Reste qu’on ne met pas impunément dehors un bourgmestre, leader autoproclamé de la communauté turque de Bruxelles, sans dommages collatéraux. Le député régional Emin Ozkara a donc, déjà, décidé de quitter le groupe socialiste. Même si sa présence semblait déjà incongrue (Ozkara avait quand même déposé plainte contre son  groupe en pleine campagne électorale pour une rocambolesque affaire d’intrusion dans son bureau, et avait ensuite mené une campagne particulière individualiste, il allait  d’ailleurs être entendu prochainement par la commission de vigilance) cela fait donc un député de moins pour les socialistes francophones. Surtout, d’autres pourraient suivre : les députés Ibrahim Dönmez ou Hassan Kuyuncu, par exemple, font désormais l’objet d’un attention soutenue. Des réunions, des contacts, et même des repas ont ainsi été organisés pendant tout ce weekend. Le PS n’a désormais plus qu’un député de plus qu’Ecolo… un nouveau départ mettrait les deux groupes à égalité. De quoi rendre explosive la suite de la législature : les socialistes savent désormais que leur leadership en Région bruxelloise sera sérieusement disputé par les verts. Beaucoup d’analystes et de journalistes ont glosé ce week-end sur l’impact de cette radiation au niveau fédéral, le départ d’Emir Kir ruinant selon leurs calculs la possibilité d’une coalition arc-en-ciel (libéraux, écologistes et socialistes).  Soyons clairs : c’est de la foutaise, avec 76 députés sur 150 cette coalition n’a jamais été crédible, et le passage du groupe PS de 20 à 19 élus ne change pas grand-chose au fonctionnement de la Chambre (le groupe socialiste perdra juste un ou deux collaborateurs). En revanche, le départ de plusieurs mandataires d’origine turque, s’ils se mettent à suivre Emir Kir pourrait avoir des conséquences autrement significatives au parlement régional ou dans certaines communes. Le PS doit donc s’employer dans les semaines qui viennent à s’assurer de la solidité et de la loyauté de ceux qui portent ses couleurs au niveau régional ou local. Pour l’instant, dit-on dans les rangs socialistes, les signaux sont plutôt encourageants et le dialogue est positif entre la direction de la fédération socialiste bruxelloise et les élus concernés.

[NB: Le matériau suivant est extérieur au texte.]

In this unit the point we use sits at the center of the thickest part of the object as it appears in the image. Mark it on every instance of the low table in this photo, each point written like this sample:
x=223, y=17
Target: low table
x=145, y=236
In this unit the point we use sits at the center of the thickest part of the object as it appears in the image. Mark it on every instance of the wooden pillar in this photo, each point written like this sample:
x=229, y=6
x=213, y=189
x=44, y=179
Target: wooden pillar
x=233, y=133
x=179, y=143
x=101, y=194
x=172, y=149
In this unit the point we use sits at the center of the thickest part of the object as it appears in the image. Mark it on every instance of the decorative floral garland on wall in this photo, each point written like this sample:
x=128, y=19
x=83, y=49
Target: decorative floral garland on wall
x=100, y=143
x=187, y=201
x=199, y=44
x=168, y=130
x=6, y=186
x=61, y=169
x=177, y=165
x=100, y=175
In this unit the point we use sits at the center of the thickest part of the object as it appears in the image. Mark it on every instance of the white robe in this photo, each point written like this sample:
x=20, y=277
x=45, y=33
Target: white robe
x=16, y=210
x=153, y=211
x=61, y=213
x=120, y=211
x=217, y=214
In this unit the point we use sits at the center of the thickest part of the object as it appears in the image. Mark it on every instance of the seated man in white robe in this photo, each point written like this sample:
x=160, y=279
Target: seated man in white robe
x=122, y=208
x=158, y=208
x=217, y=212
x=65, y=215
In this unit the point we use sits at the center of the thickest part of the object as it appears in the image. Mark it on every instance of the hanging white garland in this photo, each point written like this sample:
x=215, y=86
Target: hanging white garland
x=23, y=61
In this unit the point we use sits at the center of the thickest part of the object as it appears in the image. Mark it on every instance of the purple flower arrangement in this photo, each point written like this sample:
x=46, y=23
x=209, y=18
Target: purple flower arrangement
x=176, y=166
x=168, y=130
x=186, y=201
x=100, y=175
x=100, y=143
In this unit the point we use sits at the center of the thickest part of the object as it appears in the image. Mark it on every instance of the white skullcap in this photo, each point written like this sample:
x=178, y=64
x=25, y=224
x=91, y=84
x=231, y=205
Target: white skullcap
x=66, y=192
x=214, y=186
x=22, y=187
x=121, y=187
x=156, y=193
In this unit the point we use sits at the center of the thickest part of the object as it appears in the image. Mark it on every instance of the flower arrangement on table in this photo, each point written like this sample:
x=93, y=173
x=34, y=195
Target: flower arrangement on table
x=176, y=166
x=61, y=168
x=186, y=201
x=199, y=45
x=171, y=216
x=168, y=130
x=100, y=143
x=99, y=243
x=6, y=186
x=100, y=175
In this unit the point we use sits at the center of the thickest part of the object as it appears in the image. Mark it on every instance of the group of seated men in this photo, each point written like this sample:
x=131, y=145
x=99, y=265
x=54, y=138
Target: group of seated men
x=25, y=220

Reste l’échelon local. Sans doute le plus sensible et le plus compliqué. Les échevins de Saint-Josse se sont empressés de dire leur soutien à leur bourgmestre et une réunion de la section locale est annoncée pour lundi soir. Elle fera probablement bloc autour d’Emir Kir tant celui-ci domine la vie politique locale. La fédération régionale du PS n’aura probablement pas les moyens de le faire renoncer au maïorat : révoquer un bourgmestre est extrêmement difficile en Région bruxelloise, seul le ministre en charge des pouvoirs locaux (ici Bernard Clerfayt) a autorité pour le faire, mais dans des cas bien délimités. Quand à l’idée qu’un nombre suffisant de conseillers communaux fasse sécession de la liste du bourgmestre pour provoquer un changement de majorité, par exemple en s’alliant avec Ecolo, personne n’y croit vraiment. Pour rappel la liste d’Emir Kir avait obtenu 17 sièges sur 29, soit une majorité confortable. Seul Ecolo (emmené par Zoé Genot)  avec 9 sièges est en mesure de lui apporter une opposition crédible… les autres formations politiques, avec un conseiller, sont plutôt transparentes.

Contacté ce dimanche, Ahmed Laaouej, indique qu’au sujet de Saint-Josse “la fédération bruxelloise du PS ne prendra aucune décision hâtive, l’intérêt des tennnoodois prime”. En d’autres termes, le PS ne veut pas se lancer dans un bras de fer qui pourrait aboutir à une paralysie du conseil communal. Le fonctionnement des institutions sera prioritaire. On fera donc avec un bourgmestre indépendant, et on ne sommera pas les conseillers communaux ou échevins de lui tourner le dos. La grande explication attendra donc 2024, quand il faudra bien monter une liste socialiste pour affronter Emir Kir dans les urnes. En attendant, les uns et les autres devront continuer à travailler ensemble. Ou au moins essayer.